The college selection process is an exciting time. You pour over copious amounts of daily mail, surf the Web for hours, visit campuses close to home and far away, all in the quest to find the place where you will spend the next phase of your life. Everyone has their own take on the process. My favorite comment: “You’ll just know when you set foot on campus. It will just feel right!” And therein lies the challenge of the college search process: How do you know what will feel right? How do you know what is the right fit?
“Fit” is a word my colleagues in admissions and I use a lot. What is “fit”? It’s really a two-way street. It’s what Cornell looks for in our students and what you should be looking for in a university. “Fit” is knowing what excites you academically and finding a school that shares your intellectual enthusiasm. It’s being able to envision yourself thriving, both academically and socially, in the university community. And it’s finding a way to convey this in your application.

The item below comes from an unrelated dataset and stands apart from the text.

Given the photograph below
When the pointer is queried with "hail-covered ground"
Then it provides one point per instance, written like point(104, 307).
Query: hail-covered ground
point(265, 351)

The Cornell selection committee will consider all aspects of your application when they think about your fit. What will you bring to the community of scholars that we are building through the selection process? What will you take advantage of outside of the classroom? Keep in mind, though, that you get to do the selecting before a committee ever gets the chance to see your application. What do you need to know about Cornell before you decide to apply?
I think you need to know that the Cornell experience is more than academic. You will be living and learning here, so search more than 800 student organizations. Explore our majors. Discover what it’s like to live on campus. Research undergraduate research opportunities (it’s ok to laugh, that’s just a little Cornell humor!).
What I’m trying to tell you is that fit is something that happens naturally. You can’t force it. Part of searching for the right college is figuring out what it is you’re looking for and making sure we offer it. College admission doesn’t just rest on the shoulders of the institution. Take ownership of your process.